Real grieving after suicide doesn’t occur on social media

Recently, I learned that YouTube star Stevie Ryan completed suicide. As she found her fame via social media, her death has also been the focus of the virtual world. Her death spawns a tremendous amount of questions that are left unanswered regarding why and how did this happen.

In case you missed the details of the story, Stevie completed suicide by hanging. She had tweeted the day before that, “The man of my dreams will now only be in my dreams. I’ll miss you every day, forever. I love you my Pa.” This was in reference to the grief she was struggling with after her grandfather died in the larger context of her fight with depression. She disclosed this information while co-hosting a podcast, “Mentally Ch(ill),” on the topic death, grieving and lithium.

After learning of the loss of Ryan, Twitter and YouTube erupted with sorrow including her ex-boyfriend actor, Drake Bell tweeted, “Please wake me from this nightmare … My heart is crushed.” Her Twitter account has been bombarded by messages and #stevieryan is now trending.

Our ability to utilize social media to share information is remarkable. We have come a far distance from 150 years ago when Alexander Graham Bell made the first phone call to his assistant, Thomas Watson. We have the ability to live feed at any time anywhere but how is this affecting us? More importantly, can we harness the power of social media to help identify ways to help each other? Could we have identified more signs of suffering from Stevie as she lived so much of her life online?
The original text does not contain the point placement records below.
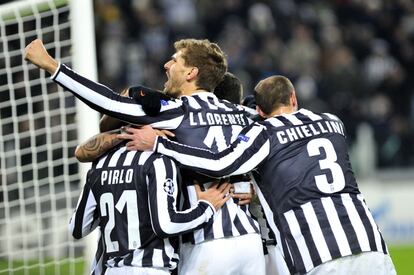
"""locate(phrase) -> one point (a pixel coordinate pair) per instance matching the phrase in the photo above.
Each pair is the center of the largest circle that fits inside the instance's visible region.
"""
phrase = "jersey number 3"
(128, 199)
(338, 178)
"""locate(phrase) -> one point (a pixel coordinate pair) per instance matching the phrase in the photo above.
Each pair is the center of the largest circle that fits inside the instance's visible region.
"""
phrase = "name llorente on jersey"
(308, 130)
(118, 176)
(201, 118)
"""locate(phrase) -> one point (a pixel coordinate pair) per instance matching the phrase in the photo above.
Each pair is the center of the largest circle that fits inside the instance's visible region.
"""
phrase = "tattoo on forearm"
(98, 145)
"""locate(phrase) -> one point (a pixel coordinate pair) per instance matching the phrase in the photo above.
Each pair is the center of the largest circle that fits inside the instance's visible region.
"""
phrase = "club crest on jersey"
(243, 138)
(169, 187)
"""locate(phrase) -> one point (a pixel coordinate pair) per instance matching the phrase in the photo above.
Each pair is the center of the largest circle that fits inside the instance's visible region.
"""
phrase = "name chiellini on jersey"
(200, 120)
(316, 209)
(132, 196)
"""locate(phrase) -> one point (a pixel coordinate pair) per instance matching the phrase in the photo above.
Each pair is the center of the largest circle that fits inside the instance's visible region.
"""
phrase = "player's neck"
(190, 89)
(283, 110)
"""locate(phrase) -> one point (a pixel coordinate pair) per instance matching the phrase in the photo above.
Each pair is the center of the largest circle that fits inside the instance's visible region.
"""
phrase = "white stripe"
(275, 122)
(115, 157)
(88, 217)
(316, 232)
(101, 162)
(169, 250)
(356, 222)
(157, 259)
(377, 235)
(129, 157)
(336, 226)
(293, 119)
(311, 115)
(137, 258)
(205, 97)
(254, 160)
(168, 124)
(143, 157)
(220, 105)
(225, 161)
(299, 239)
(164, 218)
(268, 213)
(92, 96)
(193, 102)
(331, 116)
(244, 220)
(218, 225)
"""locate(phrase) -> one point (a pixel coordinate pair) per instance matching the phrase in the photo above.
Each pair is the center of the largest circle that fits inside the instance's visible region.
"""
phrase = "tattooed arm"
(97, 145)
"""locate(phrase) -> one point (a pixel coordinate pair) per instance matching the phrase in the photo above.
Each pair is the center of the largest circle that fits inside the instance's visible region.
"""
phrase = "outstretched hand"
(36, 53)
(216, 194)
(140, 139)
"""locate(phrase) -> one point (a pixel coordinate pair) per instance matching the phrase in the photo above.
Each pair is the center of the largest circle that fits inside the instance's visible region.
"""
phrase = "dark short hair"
(273, 92)
(230, 88)
(207, 57)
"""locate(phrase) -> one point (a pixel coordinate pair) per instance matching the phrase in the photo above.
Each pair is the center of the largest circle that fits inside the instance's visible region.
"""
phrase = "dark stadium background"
(352, 58)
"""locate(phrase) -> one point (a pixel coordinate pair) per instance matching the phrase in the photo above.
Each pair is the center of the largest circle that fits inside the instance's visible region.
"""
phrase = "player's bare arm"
(37, 54)
(142, 139)
(108, 123)
(217, 195)
(97, 145)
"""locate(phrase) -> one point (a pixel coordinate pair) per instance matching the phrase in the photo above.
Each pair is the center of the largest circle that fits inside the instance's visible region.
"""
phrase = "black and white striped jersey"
(131, 196)
(200, 120)
(307, 188)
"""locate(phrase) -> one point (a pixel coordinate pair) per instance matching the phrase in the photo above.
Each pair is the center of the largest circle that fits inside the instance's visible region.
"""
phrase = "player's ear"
(192, 74)
(293, 100)
(260, 112)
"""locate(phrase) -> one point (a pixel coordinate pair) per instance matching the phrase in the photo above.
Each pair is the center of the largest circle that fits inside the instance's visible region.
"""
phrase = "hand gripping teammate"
(307, 188)
(197, 118)
(132, 197)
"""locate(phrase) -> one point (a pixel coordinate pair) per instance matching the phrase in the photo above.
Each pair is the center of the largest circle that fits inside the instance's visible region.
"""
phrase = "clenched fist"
(36, 53)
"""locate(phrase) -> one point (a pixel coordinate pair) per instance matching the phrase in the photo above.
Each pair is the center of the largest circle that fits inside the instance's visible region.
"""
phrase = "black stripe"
(365, 221)
(326, 229)
(147, 258)
(80, 211)
(239, 226)
(252, 219)
(296, 264)
(306, 232)
(226, 221)
(208, 230)
(304, 118)
(346, 224)
(128, 259)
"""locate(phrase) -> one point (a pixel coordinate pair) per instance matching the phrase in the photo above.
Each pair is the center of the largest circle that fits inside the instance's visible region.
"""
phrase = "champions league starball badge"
(169, 187)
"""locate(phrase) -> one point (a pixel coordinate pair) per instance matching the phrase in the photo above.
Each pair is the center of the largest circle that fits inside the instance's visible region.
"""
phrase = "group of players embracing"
(179, 199)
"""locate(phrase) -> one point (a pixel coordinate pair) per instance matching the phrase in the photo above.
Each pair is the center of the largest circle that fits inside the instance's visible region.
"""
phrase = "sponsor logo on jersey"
(169, 187)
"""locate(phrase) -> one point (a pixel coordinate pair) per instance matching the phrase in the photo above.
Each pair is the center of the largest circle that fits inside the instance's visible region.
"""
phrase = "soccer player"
(197, 118)
(307, 188)
(132, 197)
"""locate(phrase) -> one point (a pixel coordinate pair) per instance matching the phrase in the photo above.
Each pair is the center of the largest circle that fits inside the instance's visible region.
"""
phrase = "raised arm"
(102, 98)
(163, 190)
(250, 148)
(97, 145)
(83, 220)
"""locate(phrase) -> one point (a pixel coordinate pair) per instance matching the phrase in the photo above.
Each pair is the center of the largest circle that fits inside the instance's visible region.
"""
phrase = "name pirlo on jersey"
(309, 130)
(215, 119)
(118, 176)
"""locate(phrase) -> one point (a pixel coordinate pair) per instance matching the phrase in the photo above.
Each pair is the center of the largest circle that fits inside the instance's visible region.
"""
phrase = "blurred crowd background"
(354, 58)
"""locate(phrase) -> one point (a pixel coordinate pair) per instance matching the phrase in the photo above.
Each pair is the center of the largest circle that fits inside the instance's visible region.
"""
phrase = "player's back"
(119, 189)
(209, 122)
(213, 124)
(307, 181)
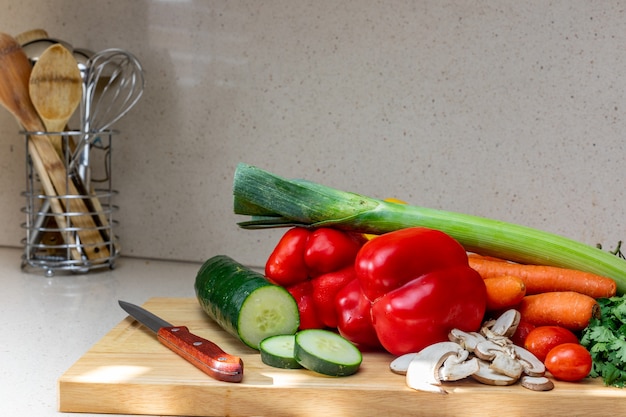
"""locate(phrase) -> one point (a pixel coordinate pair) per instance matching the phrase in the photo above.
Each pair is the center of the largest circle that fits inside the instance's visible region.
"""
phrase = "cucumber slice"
(243, 302)
(327, 353)
(277, 351)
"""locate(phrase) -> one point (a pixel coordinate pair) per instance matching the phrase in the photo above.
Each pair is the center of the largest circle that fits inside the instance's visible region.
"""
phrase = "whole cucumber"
(243, 302)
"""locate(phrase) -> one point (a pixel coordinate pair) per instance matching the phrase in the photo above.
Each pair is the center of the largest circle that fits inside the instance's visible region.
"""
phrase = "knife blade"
(202, 353)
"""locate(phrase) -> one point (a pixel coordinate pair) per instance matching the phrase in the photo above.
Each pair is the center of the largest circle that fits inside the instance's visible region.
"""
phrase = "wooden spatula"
(14, 77)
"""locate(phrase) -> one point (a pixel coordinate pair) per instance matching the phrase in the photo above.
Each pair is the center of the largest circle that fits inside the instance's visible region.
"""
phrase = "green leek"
(273, 201)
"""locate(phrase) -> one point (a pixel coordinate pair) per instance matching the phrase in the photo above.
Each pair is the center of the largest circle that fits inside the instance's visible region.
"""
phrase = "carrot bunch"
(544, 295)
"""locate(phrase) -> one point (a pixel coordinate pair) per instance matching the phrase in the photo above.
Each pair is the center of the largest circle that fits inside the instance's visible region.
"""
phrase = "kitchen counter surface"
(53, 321)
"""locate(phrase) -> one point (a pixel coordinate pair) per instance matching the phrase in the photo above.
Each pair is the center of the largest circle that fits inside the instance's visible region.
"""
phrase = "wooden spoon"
(14, 77)
(56, 87)
(31, 35)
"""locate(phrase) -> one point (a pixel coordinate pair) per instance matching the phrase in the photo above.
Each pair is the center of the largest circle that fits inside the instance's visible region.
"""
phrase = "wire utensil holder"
(53, 233)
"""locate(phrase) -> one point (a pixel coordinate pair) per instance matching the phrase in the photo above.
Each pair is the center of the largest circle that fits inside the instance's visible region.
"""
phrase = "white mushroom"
(537, 383)
(506, 324)
(488, 376)
(458, 367)
(400, 364)
(488, 349)
(423, 371)
(467, 340)
(506, 364)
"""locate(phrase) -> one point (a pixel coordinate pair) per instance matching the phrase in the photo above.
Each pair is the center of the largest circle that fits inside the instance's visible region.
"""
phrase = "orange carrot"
(541, 278)
(504, 292)
(568, 309)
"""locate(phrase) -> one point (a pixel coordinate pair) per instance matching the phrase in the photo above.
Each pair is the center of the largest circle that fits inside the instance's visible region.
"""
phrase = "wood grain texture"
(130, 372)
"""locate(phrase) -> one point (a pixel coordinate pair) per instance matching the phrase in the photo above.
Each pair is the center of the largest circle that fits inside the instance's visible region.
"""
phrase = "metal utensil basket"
(55, 238)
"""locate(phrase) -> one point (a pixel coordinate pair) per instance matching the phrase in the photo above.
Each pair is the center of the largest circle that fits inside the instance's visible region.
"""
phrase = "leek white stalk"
(273, 201)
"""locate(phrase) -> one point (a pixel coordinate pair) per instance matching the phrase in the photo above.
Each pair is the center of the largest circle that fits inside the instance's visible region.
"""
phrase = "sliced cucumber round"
(278, 351)
(326, 352)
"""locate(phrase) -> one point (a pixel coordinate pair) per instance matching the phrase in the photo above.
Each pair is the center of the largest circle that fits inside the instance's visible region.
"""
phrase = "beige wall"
(507, 109)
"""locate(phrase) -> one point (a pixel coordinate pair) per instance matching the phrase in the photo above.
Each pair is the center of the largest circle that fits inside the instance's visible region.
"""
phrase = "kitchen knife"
(202, 353)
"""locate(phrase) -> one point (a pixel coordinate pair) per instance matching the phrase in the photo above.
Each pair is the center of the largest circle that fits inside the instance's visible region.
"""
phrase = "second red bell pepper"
(421, 286)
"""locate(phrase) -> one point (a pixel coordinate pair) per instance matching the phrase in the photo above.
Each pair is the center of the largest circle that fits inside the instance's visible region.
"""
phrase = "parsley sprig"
(605, 338)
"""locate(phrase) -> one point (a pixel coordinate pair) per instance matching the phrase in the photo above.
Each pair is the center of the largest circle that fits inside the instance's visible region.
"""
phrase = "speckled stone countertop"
(49, 323)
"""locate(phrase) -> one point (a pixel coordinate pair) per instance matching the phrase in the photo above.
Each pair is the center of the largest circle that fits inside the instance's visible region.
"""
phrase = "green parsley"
(605, 338)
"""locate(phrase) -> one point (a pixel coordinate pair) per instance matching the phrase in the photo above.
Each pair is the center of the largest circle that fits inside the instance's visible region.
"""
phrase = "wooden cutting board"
(130, 372)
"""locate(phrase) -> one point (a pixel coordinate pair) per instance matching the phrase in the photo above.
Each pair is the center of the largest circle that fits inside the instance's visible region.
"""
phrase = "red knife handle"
(204, 354)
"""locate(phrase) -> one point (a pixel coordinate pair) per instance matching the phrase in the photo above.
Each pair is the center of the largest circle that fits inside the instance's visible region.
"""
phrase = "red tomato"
(523, 329)
(569, 362)
(543, 338)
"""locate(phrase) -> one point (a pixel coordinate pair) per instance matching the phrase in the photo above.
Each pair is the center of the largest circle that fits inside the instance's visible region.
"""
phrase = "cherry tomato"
(569, 362)
(543, 338)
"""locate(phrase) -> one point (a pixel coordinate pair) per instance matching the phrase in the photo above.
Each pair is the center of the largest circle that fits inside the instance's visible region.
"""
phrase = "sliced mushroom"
(467, 340)
(423, 371)
(505, 364)
(487, 350)
(506, 324)
(400, 364)
(530, 363)
(537, 383)
(488, 376)
(457, 367)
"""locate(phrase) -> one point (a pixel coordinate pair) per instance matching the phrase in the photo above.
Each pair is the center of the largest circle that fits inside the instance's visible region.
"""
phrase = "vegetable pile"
(384, 275)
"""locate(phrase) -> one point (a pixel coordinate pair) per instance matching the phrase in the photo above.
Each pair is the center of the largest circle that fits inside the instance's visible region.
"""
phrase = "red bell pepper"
(328, 250)
(325, 289)
(421, 286)
(302, 292)
(354, 321)
(314, 264)
(285, 265)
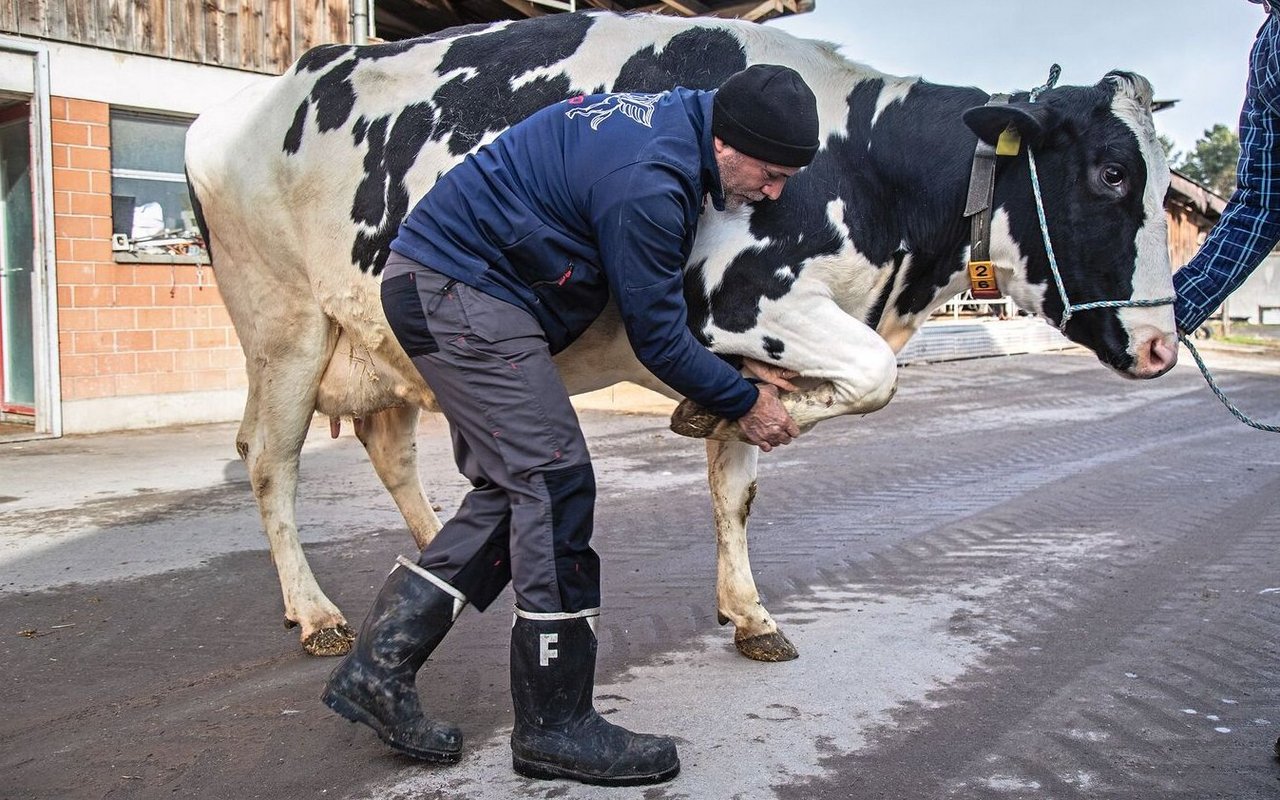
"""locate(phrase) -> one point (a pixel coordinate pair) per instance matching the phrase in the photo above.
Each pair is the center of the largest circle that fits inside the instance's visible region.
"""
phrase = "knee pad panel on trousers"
(577, 567)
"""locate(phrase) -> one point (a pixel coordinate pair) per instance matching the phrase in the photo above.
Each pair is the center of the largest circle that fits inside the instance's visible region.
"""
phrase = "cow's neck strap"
(979, 209)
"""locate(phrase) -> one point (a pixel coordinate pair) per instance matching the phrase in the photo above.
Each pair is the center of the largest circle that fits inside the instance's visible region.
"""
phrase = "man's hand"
(768, 425)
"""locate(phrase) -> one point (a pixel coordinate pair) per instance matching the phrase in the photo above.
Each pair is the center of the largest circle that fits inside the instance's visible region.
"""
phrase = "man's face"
(745, 179)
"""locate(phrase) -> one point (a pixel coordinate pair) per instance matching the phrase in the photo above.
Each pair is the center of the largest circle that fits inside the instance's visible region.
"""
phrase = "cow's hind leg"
(731, 472)
(391, 439)
(284, 376)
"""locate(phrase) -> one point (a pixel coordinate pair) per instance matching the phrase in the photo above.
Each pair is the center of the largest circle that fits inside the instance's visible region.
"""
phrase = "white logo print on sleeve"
(639, 108)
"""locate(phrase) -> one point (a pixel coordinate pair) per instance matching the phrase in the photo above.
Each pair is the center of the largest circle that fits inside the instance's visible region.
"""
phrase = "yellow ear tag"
(1009, 142)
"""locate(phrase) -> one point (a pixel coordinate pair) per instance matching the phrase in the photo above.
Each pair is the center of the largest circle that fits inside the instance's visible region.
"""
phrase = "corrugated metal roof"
(396, 19)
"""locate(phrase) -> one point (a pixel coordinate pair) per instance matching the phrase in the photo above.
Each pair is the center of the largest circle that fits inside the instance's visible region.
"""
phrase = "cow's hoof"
(691, 420)
(767, 647)
(330, 641)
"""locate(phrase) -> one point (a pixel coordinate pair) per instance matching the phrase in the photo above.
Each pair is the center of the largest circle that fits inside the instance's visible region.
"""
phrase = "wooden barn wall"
(255, 35)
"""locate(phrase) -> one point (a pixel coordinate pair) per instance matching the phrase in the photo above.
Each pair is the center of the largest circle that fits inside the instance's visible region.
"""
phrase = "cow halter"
(979, 206)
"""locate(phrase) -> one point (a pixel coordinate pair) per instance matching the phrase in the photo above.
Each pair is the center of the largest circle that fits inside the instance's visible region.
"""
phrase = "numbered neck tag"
(982, 280)
(1010, 142)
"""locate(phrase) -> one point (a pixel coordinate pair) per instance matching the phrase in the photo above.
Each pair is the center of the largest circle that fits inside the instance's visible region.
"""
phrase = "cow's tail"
(200, 216)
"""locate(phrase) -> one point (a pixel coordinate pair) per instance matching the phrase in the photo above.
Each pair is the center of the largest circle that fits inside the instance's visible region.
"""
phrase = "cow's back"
(304, 181)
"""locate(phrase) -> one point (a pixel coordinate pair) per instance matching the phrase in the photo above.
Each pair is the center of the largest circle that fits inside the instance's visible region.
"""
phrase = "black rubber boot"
(558, 732)
(375, 684)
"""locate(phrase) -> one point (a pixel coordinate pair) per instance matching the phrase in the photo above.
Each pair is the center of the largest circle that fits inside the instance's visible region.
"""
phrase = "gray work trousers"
(528, 517)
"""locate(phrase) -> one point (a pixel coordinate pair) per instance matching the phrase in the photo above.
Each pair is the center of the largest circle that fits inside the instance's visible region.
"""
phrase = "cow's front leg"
(731, 474)
(849, 370)
(391, 439)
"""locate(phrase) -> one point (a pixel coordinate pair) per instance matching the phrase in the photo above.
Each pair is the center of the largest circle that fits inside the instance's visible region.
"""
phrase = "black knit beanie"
(768, 113)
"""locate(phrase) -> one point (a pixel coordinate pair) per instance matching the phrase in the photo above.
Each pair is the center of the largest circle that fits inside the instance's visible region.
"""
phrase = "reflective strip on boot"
(460, 600)
(590, 615)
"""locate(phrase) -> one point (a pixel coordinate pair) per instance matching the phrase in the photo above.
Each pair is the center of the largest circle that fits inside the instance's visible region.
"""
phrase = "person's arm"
(639, 215)
(1251, 225)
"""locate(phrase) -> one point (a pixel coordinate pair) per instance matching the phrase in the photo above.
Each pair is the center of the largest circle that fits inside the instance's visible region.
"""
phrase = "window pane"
(145, 208)
(152, 144)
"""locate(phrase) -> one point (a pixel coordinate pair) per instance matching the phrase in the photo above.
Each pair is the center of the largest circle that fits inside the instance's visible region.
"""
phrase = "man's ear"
(1033, 120)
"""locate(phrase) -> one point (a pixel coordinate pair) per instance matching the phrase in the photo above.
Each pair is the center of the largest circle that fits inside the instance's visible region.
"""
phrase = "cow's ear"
(1033, 120)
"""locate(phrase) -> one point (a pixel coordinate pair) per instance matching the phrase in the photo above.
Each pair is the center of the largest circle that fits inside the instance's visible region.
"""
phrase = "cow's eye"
(1114, 176)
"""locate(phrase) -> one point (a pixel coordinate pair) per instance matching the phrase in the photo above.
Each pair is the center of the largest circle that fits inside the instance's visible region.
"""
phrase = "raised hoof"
(767, 647)
(330, 641)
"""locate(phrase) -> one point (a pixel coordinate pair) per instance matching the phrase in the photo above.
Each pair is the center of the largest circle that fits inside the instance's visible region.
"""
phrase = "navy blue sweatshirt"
(592, 196)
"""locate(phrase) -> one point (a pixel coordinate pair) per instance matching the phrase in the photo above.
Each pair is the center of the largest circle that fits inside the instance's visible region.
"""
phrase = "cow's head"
(1104, 178)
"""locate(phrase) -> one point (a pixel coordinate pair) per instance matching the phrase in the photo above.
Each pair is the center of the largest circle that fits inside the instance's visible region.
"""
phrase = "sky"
(1194, 51)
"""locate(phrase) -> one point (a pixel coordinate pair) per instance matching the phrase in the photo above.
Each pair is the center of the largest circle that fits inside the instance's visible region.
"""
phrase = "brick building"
(109, 315)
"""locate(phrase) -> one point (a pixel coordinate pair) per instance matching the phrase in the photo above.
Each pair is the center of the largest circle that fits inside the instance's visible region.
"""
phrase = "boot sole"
(355, 713)
(543, 771)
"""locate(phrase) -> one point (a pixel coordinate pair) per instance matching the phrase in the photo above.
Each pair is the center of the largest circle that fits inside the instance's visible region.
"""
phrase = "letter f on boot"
(545, 648)
(558, 732)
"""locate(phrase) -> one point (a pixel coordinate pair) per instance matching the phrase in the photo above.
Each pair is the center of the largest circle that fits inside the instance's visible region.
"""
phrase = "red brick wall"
(126, 329)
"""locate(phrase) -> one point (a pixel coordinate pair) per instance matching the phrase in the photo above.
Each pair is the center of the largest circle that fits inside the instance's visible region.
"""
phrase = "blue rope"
(1212, 384)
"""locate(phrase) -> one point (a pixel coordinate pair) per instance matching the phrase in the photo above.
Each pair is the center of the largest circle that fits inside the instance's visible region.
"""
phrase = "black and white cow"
(302, 183)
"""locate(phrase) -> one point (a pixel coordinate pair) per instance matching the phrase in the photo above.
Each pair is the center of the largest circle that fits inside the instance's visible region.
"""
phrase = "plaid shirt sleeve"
(1251, 225)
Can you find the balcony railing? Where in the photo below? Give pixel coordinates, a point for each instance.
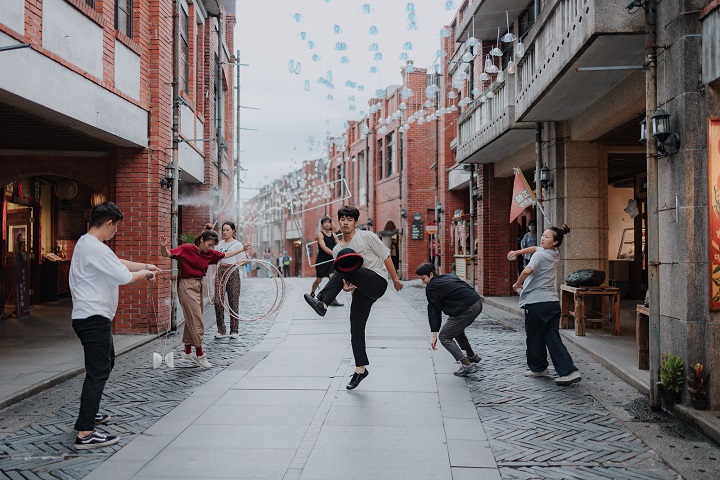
(563, 30)
(483, 121)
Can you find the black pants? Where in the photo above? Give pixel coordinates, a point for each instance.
(370, 287)
(95, 333)
(542, 326)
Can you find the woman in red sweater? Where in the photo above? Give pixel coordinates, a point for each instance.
(193, 261)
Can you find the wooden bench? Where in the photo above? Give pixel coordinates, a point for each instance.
(642, 336)
(576, 297)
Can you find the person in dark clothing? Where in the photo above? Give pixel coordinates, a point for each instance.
(453, 296)
(327, 240)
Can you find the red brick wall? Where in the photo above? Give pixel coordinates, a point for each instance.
(496, 236)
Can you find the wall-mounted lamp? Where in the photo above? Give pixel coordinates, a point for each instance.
(169, 176)
(662, 133)
(545, 179)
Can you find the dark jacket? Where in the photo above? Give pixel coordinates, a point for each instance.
(450, 295)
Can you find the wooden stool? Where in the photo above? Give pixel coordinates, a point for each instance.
(576, 296)
(642, 336)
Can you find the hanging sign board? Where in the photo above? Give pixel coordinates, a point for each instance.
(416, 230)
(714, 213)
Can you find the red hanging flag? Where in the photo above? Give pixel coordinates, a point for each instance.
(523, 196)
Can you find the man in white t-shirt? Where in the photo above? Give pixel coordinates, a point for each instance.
(96, 274)
(365, 277)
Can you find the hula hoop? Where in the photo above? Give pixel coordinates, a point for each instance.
(221, 287)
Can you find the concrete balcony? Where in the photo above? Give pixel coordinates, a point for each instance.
(569, 34)
(488, 130)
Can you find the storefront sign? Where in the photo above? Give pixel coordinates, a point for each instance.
(417, 230)
(22, 286)
(714, 213)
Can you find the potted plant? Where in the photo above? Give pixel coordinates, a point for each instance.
(697, 386)
(671, 377)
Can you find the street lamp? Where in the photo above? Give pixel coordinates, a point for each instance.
(545, 179)
(662, 133)
(169, 176)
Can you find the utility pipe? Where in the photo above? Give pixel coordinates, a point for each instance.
(653, 220)
(174, 227)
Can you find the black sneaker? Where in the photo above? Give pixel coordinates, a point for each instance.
(95, 440)
(357, 378)
(101, 418)
(316, 304)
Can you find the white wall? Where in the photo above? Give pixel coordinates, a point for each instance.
(72, 36)
(12, 14)
(127, 70)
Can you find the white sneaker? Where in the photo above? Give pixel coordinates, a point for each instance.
(202, 361)
(569, 379)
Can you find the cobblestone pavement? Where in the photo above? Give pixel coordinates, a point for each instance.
(36, 435)
(599, 428)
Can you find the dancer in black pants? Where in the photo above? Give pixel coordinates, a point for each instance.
(362, 264)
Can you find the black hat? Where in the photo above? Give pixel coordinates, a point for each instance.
(347, 261)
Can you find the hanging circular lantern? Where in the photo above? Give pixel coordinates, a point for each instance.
(97, 198)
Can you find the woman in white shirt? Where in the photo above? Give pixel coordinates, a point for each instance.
(232, 285)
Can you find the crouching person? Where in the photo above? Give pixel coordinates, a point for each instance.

As a majority of Americans derive their medical knowledge from television, one can assume this is the case about suicide. The common theme in picture frames is sad teenager sitting on bed -> picture of pills -> mother walks in to the room -> limp body -> cries and yells -> dressed in black at funeral service-> life goes on like before event. As a child psychiatrist and palliative care physician, this simplification of events leading up to suicide and death feel incredibly inaccurate. It is like describing the Mona Lisa as a frown emoji.

The complex fabric of suicide was on full display in the airing of “13 Reasons Why.” This series flushes out how a teenager is faced with a multitude of stressful events in her life including bullying and rape that lead to her depression and suicide. Many parents in my office have shared an overall concern that talking about suicide will cause suicide in adolescents. I would suggest this mindset is similar to those who previously believed that we should not talk about sex or drugs in high schools as it would inaccurately cause more pregnancies and substance dependence.

A discussion of suicide can have a meaningful impact in prevention as education can be provided on how to identify early signs. Depression, anxiety, post-traumatic stress disorder and grief have clear symptoms that friends, teachers and parents can look for and then direct individuals to get treatment. As most teenagers spend a 1/3 of their time in the virtual world, we need to meet them in that space alongside the classroom and living room. Furthermore, we need to increase our assistance after a friend (real life or virtual) dies.

Unfortunately, when someone does complete suicide it can have long lasting effects on friends, families and schools. Furthermore, we now must include social networks as they give access to individuals that people have never met in real life but whom they feel connected to. For example, as I began to discuss this article with a friend via text, he was shocked to learn of Stevie’s death. Neither of us had ever met her, but we had a deep sense of loss. This type of event is only occurring in history at this moment — learning of a person’s death on social media, sharing it via a non-verbal method and grief over someone we never met. To provide a reference point to how drastically different this is compared to our history, we only need to go to the Vietnam War in which families learned of a soldier’s death months after the event from an army chaplain.

Social media can be a powerful tool to help us grieve. Memorial pages can be setup on Facebook, old pictures can be posted on Instagram and memories can be shared on Twitter. In many ways, a virtual funeral procession begins and can serve as a form of immortality for an individual. From this though a negative consequence arises as we can be inundated with the loss.

Normal grieving is not the dressed in black at funeral service -> life goes on like before event. As many parents have told me, you never get over the death of a child, but you learn to live with it. It takes time and space. Social media’s continual pinging and beeping with updates can interfere with this natural process. Depending on the relationship from a parent to a follower, one must consider taking a sabbatical from the online network. Healing will not occur online but offline in moments of silence and reflection.

The loss of Stevie Ryan will continue to have a ripple effect on her family, friends and followers. In her last podcast hours after her grandfather died and a few days before she killed herself, she said “I guess you can never really prepare yourself for death … you can only … I don’t know what for it.” I wish someone could have noticed this blank in her statement and assisted in her getting help. Maybe then she could have grieved in a different way to allow her to still be with us.